Sasongko yang baru saja pulih, memaksakan diri untuk berbicara serius dengan sang anak. Tetapi, ternyata mental laki-laki lima puluhan tahunan itu tidak sekuat yang diinginkan. Lindahnya kelu.

"Papa mau bicara apa?"

Nimas menatap sang ayah yang terlihat ragu.

"Tapi kamu janji, jangan marah!" ucap Sasongko.

Nimas mengangguk.

"Nimas akan berusaha, Pa. Mau bicara tentang apa? Ada hubungannya sama Saga?"

Mendengar pertanyaan Nimas membuat senyuman terbit di bibir tebal Sasongko. Ia senang akhirnya Nimas membuka diri untuk berbicara. Laki-laki berkaca mata minus itu duduk di kursi sebelah kanan Nimas. Keduanya sama-sama menatap temaram di ufuk barat. Menikmati dalam kecamuk rasa yang berbeda.

"Tentu saja ada hubungannya dengan suamimu."

"Langsung saja, Pa!"

"Sebenarnya apa yang sudah terjadi?"

"Kami tidak cocok."

"Kok bisa? Bukankah kalian begitu dekat? Kalian sudah sama-sama tahu baik buruk pribadi masing-masing."

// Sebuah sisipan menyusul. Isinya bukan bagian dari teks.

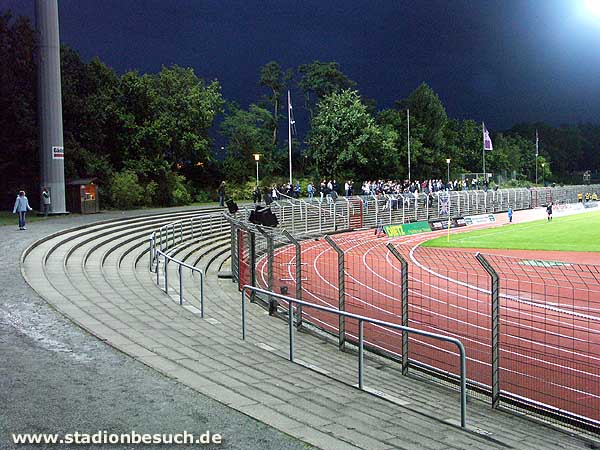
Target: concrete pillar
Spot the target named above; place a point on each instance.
(52, 163)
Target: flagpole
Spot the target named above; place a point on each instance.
(483, 140)
(536, 155)
(408, 141)
(290, 133)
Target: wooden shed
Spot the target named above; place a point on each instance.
(82, 196)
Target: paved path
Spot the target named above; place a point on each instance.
(57, 378)
(98, 277)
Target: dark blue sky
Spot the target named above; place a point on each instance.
(500, 61)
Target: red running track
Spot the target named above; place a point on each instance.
(549, 320)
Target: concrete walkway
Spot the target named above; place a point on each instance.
(57, 378)
(98, 277)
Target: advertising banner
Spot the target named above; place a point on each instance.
(478, 220)
(406, 229)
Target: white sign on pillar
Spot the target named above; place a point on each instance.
(58, 153)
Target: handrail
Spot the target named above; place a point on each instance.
(361, 320)
(181, 264)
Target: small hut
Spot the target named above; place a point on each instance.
(82, 196)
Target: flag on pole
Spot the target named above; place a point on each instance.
(487, 141)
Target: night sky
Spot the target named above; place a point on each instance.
(500, 61)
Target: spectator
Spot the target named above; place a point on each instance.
(46, 201)
(256, 196)
(221, 192)
(21, 207)
(311, 191)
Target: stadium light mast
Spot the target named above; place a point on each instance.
(52, 154)
(256, 158)
(408, 140)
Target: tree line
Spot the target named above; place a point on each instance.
(150, 138)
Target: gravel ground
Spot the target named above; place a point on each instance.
(56, 378)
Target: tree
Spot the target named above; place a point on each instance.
(320, 79)
(273, 77)
(184, 111)
(247, 132)
(344, 140)
(427, 110)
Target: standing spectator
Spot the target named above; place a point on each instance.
(256, 195)
(46, 201)
(21, 207)
(311, 191)
(221, 192)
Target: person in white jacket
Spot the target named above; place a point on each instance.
(21, 207)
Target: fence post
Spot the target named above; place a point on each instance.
(166, 275)
(233, 245)
(298, 276)
(252, 256)
(270, 262)
(180, 286)
(495, 292)
(403, 303)
(341, 292)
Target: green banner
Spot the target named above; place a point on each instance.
(406, 229)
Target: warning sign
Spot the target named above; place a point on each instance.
(58, 153)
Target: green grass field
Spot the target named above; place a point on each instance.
(577, 233)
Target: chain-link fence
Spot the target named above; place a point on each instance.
(531, 328)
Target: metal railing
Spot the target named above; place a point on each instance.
(361, 320)
(193, 269)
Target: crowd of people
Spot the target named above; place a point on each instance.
(377, 187)
(329, 190)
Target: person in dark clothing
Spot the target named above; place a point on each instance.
(221, 192)
(256, 195)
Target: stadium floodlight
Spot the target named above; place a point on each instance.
(256, 158)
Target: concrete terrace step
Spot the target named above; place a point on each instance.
(98, 276)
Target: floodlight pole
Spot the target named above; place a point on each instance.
(408, 140)
(52, 162)
(483, 133)
(290, 133)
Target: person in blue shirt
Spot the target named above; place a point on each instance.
(311, 191)
(21, 207)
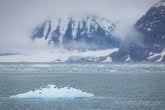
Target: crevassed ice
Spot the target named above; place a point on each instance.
(51, 91)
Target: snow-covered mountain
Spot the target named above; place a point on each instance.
(152, 27)
(86, 32)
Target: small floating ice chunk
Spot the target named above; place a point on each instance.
(41, 65)
(51, 91)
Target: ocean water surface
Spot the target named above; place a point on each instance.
(89, 86)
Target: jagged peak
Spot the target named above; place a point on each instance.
(160, 3)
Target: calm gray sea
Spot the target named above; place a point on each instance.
(131, 86)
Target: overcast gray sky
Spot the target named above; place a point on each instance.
(18, 17)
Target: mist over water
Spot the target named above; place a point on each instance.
(20, 17)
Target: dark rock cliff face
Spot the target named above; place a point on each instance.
(152, 27)
(89, 32)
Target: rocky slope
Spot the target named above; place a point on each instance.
(87, 32)
(152, 27)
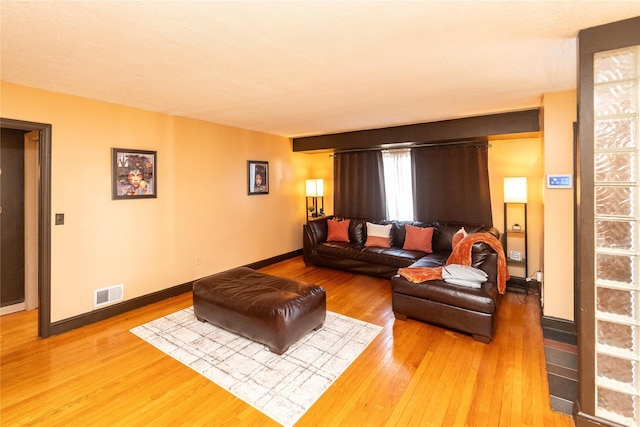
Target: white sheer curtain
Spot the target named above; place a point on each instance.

"Menikah tidak sama dengan bersahabat."

"Apa bedanya?"

"Banyak, Pa. Apa Nimas harus sebutin satu-satu?" Nimas tidak percaya dengan pertanyaan konyol ayahnya. Baginya, semua orang tahu, bersahabat tidaklah sama dengan menikah. Dasar hubungan keduanya sangat berbeda.

"Sebut saja, biar Papa paham!" perintah Sasongko lembut. Laki-laki itu merasakan nada lain dalam kalimat tanya yang dilontarkan sang putri.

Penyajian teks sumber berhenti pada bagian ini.